A1. The Council holds no information regarding a cost/benefit analysis. [What?]
The commonly perceived benefits however, are that..... then follows some drivel about reducing bullying and enabling children to eat before afternoon registration, up take of free meals increased, blah, blah.

So, lets get this right...

...the council spends 25K of our money on a biometric/pin cashless catering system purely based on "commonly perceived benefits" - with no cost/benefit analysis to justify such expenditure?

IMHO this sounds like jawdropping negligence.

Flintshire County Council sound like they've been sold a line. "Commonly perceived benefits" that are backed up with absolutely no academic or government literature, but I guess probably literature from sales persons.

It would seem that the implementation of the systems (that were originally proposed to be run throughout all Flintshire Schools, which would be around £250,000 of taxpayers money) has not been a completely open and transparent process, as reported today:

"Cllr Ray Dodd said he shared some of Miss McKeand's concerns. "I am surprised that this biometric system has been introduced in a school already without any consultation with elected councillors.

The education department said there has been extensive consultation, I have not been able to establish any consultation with county councillors,"

3 comments:

Nick, BBC Wales Web Team said...

Hi, an interesting site with lots of helpful links. Thanks. I'm blogging about this issue too

Pippa said...

Hi Nick, thanks for blogging about this and please use whatever you want from this site.

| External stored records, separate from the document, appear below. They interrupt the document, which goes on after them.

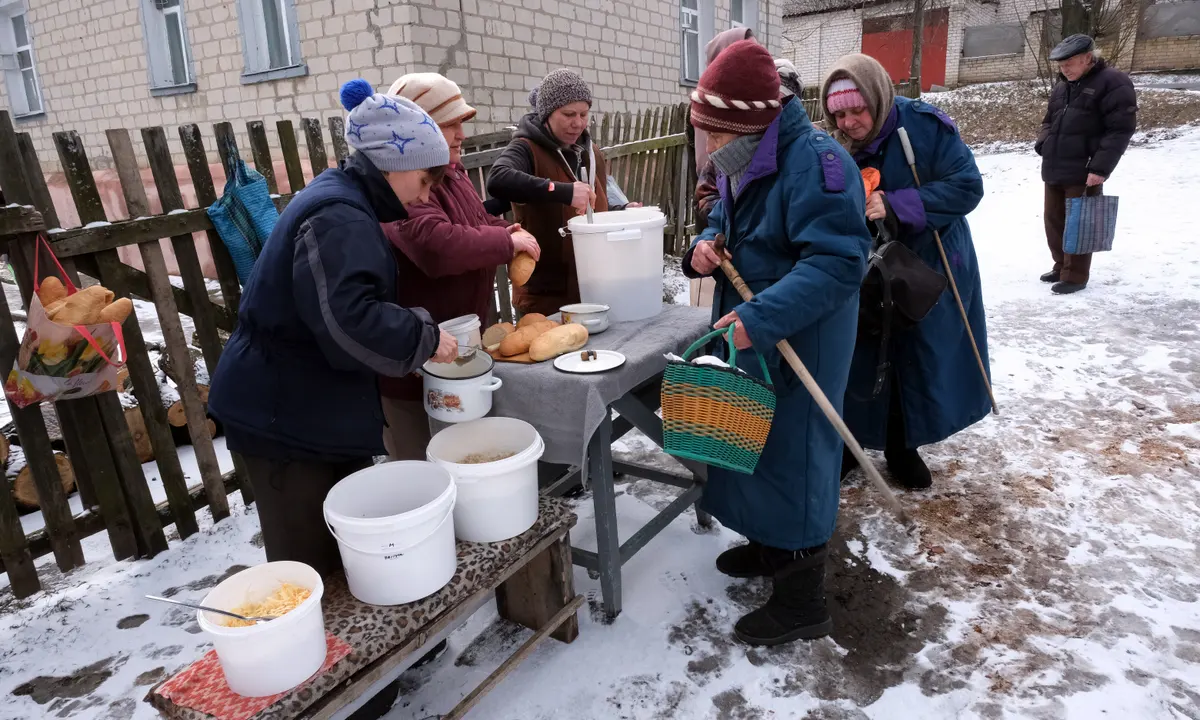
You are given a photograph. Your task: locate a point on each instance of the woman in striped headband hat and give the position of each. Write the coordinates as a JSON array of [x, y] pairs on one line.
[[934, 388], [791, 211]]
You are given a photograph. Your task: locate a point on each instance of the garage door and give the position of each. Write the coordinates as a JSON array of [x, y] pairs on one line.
[[889, 41]]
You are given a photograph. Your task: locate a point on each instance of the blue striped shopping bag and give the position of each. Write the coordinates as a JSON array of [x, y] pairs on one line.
[[1091, 225], [244, 216]]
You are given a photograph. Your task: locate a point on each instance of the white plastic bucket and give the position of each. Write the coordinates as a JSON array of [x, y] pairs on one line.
[[498, 499], [618, 259], [275, 657], [394, 525]]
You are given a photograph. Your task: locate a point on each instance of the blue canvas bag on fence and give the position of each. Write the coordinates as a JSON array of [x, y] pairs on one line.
[[244, 216], [1091, 225]]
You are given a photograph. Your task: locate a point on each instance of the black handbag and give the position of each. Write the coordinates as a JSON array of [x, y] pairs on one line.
[[897, 294]]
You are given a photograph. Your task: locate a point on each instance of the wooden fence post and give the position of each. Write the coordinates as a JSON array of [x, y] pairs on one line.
[[149, 533], [177, 343]]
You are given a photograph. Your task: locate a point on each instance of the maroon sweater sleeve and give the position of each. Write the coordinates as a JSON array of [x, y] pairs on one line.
[[441, 247]]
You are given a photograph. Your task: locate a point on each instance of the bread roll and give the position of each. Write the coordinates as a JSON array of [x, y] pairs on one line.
[[558, 341], [521, 268], [520, 341], [497, 333], [52, 291], [529, 319], [118, 311]]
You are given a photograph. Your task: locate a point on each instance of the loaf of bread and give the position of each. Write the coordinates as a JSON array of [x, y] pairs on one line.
[[520, 341], [558, 341], [529, 319], [51, 291], [521, 268], [118, 311], [497, 333]]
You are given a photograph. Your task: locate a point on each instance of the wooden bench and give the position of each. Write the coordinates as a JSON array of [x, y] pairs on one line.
[[529, 575]]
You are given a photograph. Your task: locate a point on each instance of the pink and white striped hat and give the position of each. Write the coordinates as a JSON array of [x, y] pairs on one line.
[[844, 95]]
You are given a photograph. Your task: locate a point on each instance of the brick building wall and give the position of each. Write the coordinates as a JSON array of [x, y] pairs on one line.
[[93, 67]]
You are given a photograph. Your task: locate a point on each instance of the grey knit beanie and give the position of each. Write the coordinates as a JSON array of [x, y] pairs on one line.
[[561, 88], [394, 132]]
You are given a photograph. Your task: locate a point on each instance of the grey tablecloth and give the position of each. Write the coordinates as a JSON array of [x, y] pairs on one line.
[[567, 408]]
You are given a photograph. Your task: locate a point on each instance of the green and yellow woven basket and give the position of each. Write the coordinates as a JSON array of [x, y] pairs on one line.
[[713, 414]]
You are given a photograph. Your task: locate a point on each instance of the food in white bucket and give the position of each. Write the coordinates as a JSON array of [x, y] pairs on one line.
[[267, 658], [394, 525], [497, 499]]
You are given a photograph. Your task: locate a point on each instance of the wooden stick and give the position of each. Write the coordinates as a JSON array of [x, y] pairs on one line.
[[519, 657], [819, 395], [949, 275]]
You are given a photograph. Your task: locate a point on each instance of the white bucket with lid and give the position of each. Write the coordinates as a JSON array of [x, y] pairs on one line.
[[394, 525], [618, 259], [466, 330], [274, 657], [497, 499]]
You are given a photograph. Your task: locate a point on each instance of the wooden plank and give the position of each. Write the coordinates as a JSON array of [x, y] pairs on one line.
[[205, 196], [262, 151], [36, 180], [12, 172], [142, 372], [147, 528], [291, 155], [337, 135], [559, 619], [173, 333], [90, 455], [77, 241], [163, 168], [317, 157], [539, 591], [227, 144], [31, 426], [91, 522]]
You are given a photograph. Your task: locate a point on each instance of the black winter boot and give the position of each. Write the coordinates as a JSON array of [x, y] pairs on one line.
[[797, 605], [909, 469], [744, 561]]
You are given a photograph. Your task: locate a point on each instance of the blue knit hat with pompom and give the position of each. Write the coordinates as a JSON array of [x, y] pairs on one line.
[[394, 132]]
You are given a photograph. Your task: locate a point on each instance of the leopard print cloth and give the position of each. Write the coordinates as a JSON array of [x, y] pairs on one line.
[[375, 630]]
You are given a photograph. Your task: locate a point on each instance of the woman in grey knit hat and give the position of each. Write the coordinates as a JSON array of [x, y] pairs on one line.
[[539, 173]]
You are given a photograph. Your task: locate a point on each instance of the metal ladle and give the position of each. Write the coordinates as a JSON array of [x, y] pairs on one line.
[[225, 612]]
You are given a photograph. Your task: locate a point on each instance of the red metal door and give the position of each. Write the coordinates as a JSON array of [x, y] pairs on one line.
[[889, 41]]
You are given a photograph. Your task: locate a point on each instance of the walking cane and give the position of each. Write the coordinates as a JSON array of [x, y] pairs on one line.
[[949, 276], [819, 395]]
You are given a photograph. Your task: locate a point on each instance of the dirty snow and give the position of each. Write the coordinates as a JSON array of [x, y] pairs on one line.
[[1056, 571]]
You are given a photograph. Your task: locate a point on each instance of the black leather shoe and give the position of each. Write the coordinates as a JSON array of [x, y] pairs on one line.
[[909, 469], [1066, 288], [797, 605], [744, 561]]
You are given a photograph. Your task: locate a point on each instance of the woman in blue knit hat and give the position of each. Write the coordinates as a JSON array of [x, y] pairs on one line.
[[297, 384]]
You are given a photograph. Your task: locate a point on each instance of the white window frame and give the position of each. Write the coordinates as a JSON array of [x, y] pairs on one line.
[[256, 42], [689, 25], [10, 64], [749, 15], [160, 66]]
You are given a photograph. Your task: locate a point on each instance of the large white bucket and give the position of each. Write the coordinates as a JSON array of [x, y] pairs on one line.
[[497, 499], [394, 525], [274, 657], [618, 258]]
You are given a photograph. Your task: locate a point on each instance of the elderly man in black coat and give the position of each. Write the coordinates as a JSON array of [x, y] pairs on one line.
[[1086, 130]]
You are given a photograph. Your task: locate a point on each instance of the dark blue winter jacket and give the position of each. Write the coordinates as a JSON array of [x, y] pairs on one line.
[[798, 237], [318, 323], [941, 388]]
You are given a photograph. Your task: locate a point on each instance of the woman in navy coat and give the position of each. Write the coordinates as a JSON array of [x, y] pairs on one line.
[[934, 388], [792, 211]]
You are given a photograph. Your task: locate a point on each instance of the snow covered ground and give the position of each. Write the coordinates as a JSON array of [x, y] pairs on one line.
[[1056, 571]]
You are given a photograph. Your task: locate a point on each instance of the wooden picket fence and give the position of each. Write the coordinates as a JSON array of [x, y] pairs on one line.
[[649, 155]]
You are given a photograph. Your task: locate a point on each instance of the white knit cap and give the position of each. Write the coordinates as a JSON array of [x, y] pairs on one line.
[[438, 95]]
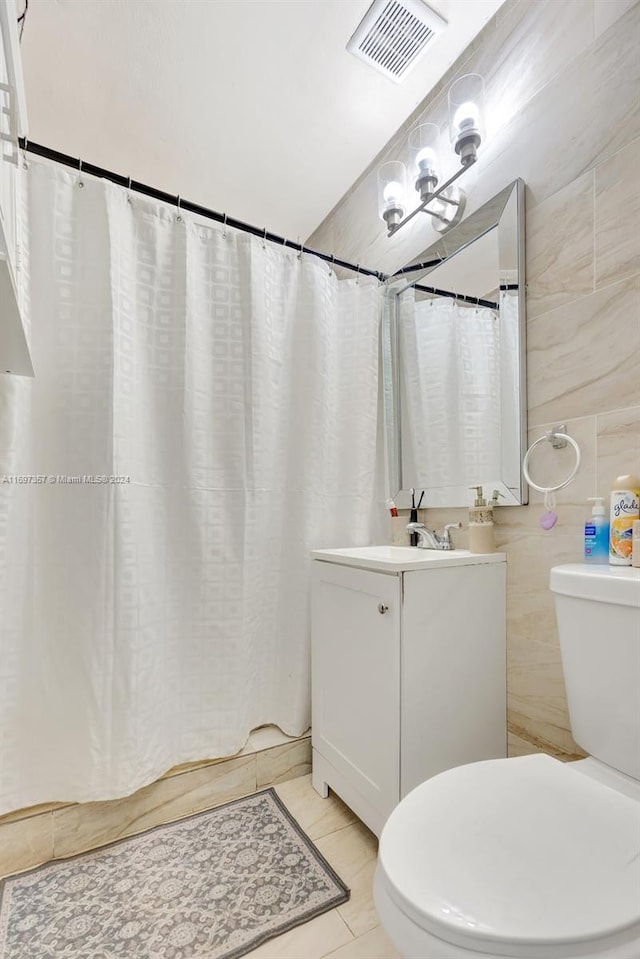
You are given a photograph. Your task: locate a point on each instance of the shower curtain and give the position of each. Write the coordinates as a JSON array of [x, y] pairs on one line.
[[204, 413], [450, 373]]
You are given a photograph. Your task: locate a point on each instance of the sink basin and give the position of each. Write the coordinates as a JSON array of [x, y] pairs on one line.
[[397, 559]]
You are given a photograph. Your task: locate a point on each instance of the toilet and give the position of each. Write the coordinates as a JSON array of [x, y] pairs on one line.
[[533, 858]]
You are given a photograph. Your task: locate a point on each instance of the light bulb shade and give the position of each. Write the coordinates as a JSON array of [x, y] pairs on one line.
[[466, 116], [392, 192], [424, 151]]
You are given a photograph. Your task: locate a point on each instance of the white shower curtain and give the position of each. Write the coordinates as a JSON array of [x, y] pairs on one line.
[[230, 387], [450, 374]]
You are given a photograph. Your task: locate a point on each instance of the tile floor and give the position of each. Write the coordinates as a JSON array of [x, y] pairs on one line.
[[350, 931]]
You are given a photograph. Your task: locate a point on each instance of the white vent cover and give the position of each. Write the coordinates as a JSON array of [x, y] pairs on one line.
[[393, 35]]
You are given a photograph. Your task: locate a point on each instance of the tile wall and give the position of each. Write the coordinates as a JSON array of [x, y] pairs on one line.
[[563, 110]]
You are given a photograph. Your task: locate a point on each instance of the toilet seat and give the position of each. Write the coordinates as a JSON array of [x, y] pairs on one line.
[[514, 857]]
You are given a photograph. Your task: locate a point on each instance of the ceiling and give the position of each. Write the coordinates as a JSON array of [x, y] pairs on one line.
[[249, 107]]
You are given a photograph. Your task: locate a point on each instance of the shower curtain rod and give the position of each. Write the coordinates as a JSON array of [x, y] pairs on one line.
[[90, 168], [472, 300]]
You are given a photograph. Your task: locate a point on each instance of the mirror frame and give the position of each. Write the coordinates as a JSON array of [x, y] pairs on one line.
[[487, 217]]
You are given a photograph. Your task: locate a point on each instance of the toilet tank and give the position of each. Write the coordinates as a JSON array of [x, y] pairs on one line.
[[598, 613]]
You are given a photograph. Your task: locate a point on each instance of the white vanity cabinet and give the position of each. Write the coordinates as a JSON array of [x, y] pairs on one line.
[[408, 670]]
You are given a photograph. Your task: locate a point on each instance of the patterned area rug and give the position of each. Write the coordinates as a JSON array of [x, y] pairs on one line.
[[213, 886]]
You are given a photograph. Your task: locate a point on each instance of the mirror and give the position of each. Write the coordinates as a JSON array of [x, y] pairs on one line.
[[454, 362]]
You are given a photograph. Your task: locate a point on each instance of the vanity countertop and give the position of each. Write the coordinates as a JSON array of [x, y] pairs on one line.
[[399, 559]]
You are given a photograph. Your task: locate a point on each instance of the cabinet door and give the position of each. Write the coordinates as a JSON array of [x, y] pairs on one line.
[[453, 669], [355, 677]]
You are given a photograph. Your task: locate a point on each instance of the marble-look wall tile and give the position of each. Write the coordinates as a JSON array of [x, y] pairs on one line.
[[87, 825], [608, 11], [588, 111], [518, 746], [618, 438], [617, 246], [584, 357], [559, 248], [528, 49], [25, 843], [280, 763]]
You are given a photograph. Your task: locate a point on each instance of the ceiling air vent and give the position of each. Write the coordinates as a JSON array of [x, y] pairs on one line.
[[393, 35]]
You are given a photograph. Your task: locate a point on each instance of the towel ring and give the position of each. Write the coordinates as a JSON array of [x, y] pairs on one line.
[[553, 437]]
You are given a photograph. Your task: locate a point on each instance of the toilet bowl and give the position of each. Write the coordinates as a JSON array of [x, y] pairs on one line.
[[532, 858]]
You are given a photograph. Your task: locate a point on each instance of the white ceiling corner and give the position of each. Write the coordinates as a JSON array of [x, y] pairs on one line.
[[250, 107]]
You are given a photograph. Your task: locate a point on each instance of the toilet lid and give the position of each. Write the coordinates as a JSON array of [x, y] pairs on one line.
[[515, 851]]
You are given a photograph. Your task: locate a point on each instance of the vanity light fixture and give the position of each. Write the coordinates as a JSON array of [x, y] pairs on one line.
[[445, 204]]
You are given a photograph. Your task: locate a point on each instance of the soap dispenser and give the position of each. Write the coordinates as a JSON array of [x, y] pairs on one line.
[[596, 533], [480, 524]]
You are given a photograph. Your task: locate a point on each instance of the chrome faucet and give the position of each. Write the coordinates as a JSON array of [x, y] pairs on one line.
[[429, 539]]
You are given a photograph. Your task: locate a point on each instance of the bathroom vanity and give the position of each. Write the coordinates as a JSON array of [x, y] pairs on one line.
[[408, 669]]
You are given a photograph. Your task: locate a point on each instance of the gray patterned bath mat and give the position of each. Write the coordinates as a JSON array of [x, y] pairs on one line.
[[213, 886]]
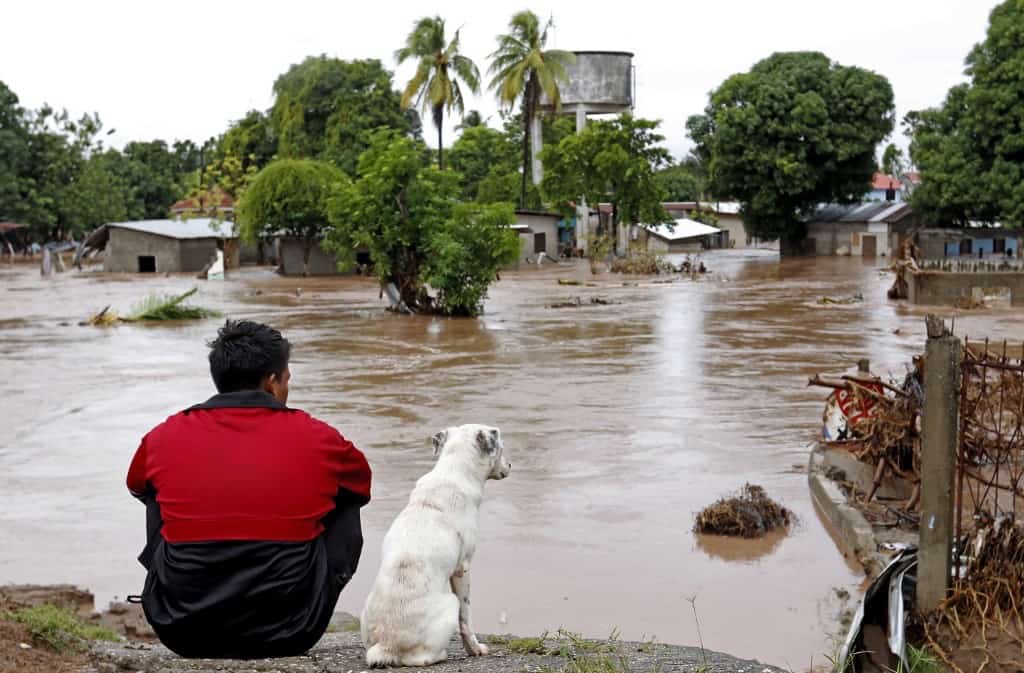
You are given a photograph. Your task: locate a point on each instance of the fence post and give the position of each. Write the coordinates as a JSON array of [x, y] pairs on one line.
[[938, 463]]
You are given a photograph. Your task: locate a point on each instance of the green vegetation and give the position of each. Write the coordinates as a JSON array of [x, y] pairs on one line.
[[970, 151], [163, 307], [614, 161], [58, 628], [523, 69], [440, 67], [290, 197], [407, 215], [795, 131]]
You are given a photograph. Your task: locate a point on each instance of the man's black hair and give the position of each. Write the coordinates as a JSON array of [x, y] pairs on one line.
[[244, 353]]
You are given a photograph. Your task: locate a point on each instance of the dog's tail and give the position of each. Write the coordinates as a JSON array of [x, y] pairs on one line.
[[378, 657]]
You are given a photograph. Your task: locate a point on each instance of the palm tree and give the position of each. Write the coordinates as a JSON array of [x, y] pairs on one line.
[[435, 85], [521, 67]]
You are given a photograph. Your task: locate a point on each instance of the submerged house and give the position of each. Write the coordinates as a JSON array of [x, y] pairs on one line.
[[684, 236], [867, 229], [170, 246]]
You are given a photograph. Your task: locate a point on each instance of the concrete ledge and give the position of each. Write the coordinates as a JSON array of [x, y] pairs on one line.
[[854, 534], [343, 653]]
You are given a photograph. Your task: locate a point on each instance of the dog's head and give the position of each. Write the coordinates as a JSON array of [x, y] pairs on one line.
[[478, 443]]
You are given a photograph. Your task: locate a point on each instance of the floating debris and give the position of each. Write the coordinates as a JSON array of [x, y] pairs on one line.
[[751, 513], [577, 302], [154, 307], [853, 299]]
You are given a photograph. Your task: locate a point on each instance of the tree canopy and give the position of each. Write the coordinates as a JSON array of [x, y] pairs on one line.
[[407, 215], [441, 71], [614, 161], [523, 69], [290, 197], [970, 151], [795, 131]]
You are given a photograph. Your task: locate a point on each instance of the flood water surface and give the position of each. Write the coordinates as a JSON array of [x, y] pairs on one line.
[[621, 420]]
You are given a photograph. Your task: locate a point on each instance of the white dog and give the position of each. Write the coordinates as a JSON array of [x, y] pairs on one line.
[[421, 594]]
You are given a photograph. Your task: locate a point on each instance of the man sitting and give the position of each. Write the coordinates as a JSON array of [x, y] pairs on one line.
[[252, 510]]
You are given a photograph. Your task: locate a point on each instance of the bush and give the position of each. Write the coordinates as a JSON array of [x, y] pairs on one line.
[[58, 628]]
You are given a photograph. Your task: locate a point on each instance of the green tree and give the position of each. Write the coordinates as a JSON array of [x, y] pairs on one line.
[[892, 161], [472, 119], [96, 197], [465, 253], [290, 197], [970, 151], [13, 156], [406, 214], [479, 152], [796, 131], [251, 139], [682, 181], [327, 109], [523, 70], [435, 85], [614, 161]]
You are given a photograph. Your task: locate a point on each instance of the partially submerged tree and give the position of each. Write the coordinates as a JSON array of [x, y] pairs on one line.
[[614, 161], [892, 161], [290, 197], [523, 69], [970, 151], [435, 86], [796, 131], [407, 215], [327, 109], [480, 152]]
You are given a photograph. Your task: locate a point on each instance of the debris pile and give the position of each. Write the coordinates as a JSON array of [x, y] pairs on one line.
[[983, 614], [852, 299], [577, 302], [751, 513], [154, 307]]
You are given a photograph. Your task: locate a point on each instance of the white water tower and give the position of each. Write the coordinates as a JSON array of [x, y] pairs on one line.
[[598, 83]]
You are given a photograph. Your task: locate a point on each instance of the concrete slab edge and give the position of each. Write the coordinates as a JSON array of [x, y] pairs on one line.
[[853, 533]]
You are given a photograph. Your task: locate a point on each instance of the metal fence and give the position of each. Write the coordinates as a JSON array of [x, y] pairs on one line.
[[990, 460]]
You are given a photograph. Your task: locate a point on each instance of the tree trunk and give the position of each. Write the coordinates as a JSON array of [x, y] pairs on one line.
[[307, 248], [439, 123], [527, 118]]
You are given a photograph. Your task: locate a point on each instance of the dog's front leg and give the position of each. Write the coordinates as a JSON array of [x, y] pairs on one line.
[[460, 585]]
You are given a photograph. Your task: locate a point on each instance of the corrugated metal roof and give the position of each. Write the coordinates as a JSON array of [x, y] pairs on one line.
[[683, 228], [872, 211], [197, 227]]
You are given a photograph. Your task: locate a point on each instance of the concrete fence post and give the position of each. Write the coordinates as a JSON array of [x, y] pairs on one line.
[[938, 463]]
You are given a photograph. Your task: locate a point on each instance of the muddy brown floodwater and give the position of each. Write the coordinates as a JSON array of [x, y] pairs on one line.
[[622, 421]]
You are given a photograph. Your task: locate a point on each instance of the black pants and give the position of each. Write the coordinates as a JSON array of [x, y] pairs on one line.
[[256, 599]]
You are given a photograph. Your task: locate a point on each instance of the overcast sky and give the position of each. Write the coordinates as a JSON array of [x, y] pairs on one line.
[[185, 69]]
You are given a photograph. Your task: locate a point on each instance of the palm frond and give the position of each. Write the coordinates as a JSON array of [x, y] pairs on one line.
[[467, 72]]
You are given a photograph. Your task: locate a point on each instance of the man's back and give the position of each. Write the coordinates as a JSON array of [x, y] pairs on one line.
[[252, 511]]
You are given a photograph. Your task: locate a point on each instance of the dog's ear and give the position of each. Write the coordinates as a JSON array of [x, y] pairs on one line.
[[486, 440], [438, 440]]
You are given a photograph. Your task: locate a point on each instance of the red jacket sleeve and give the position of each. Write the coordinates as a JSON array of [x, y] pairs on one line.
[[137, 473], [348, 465]]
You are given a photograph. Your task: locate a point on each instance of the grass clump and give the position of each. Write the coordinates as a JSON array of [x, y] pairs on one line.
[[59, 629], [157, 307], [521, 645], [751, 513]]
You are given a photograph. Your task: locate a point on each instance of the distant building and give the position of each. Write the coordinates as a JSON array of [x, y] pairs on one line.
[[158, 246], [866, 229], [977, 242], [885, 187], [683, 236], [538, 232]]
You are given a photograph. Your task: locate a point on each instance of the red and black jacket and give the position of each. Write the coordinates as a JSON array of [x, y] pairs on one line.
[[254, 526]]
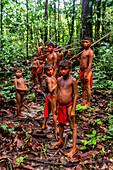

People are simply not aware these systems are used in schools, the £1000's spent of our money funding this and the lack of communication between schools and parents on using children's biometrics for non educational activities - so thanks for airing this.

Anonymous said...

You guys are drama queens, its the next logical step forward, you talk about the initial cost but truth is it is far cheaper to maintain long term ie no card printing, fraud etc. we are on the verge of entering into a cashless society, were you this stubborn when we got colour televisions??